Ontology
In the Western philosophy it refers to the philosophical doctrine that takes being and its essence as its object of inquiry. As a philosophical term, it first appeared in the 17th century, and was used by the German philosopher Goclenius who combined ónta (beings), the plural of on, with lógos (science, reason) to create Ontologie, i.e., the doctrine of being. Another German philosopher Clauberg combined “onta” with the Greek word sophía (“wisdom”, “knowledge”) to create Ontosophie, a synonym for Ontologie, i.e. “knowledge or science of being”. Descartes called the first philosophy that studies substance or noumena “metaphysical ontology”.
Ontology came to be known in the 18th century through the use of the German rationalist C. Wolff. Wolff divided philosophy into two parts: practical philosophy and theoretical philosophy, which was again divided into logic and metaphysics, which included ontology, cosmology, psychology and theology. In this way, Ontologia was regarded as a basic and relatively independent discipline in philosophy. Ontology in Western philosophy takes being and its essence as its object of inquiry. What is “being” and whether one can understand the essence of “being” have become the basic question of its study and discussion. The usage of “ontology” is distinguished into a wider and a narrower sense: Ontology in a wider sense, as opposed to epistemology, refers to the theory on the ultimate nature of all reality, which needs to be known through epistemology, thus the study of the ultimate nature of all reality is ontology, while the study of how to know the “ultimate nature of all reality” is epistemology. Ontology in a narrower sense, as opposed to cosmology, is the study of the nature of the universe, while the study of the origin and structure of the universe belongs to cosmology.

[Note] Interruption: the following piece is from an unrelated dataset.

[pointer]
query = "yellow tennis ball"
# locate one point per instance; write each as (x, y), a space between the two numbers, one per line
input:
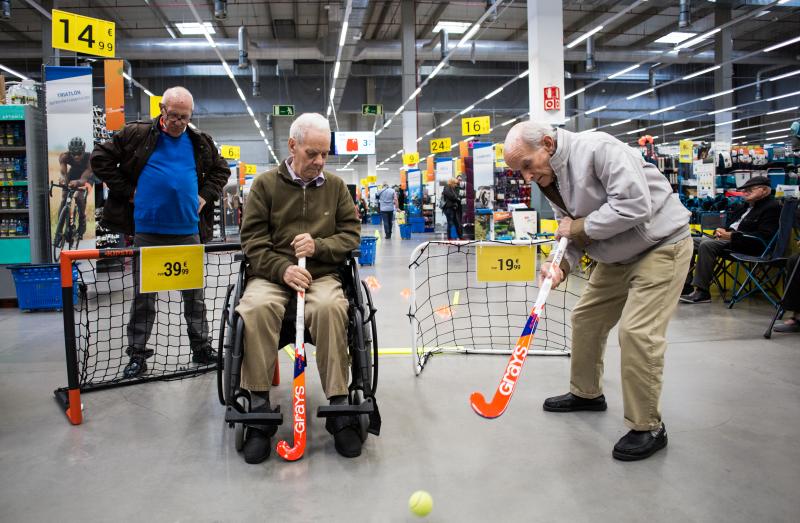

Marxism holds that the basic question of philosophy is the question concerning the relation of thinking and being, matter and consciousness, that the objective material world is independent of human consciousness, and that man can know the world, change the world and know the relation between man and the world through practice. Upholding the unity of dialectics, epistemology and logic and upholding the method of unifying materialist and dialectical research, practical research, epistemological research and the research of the conception of history, it has given up the philosophical method of studying “being” apart from man’s social practice, thus fundamentally denied the so-called ontological question as well as the ontological philosophy.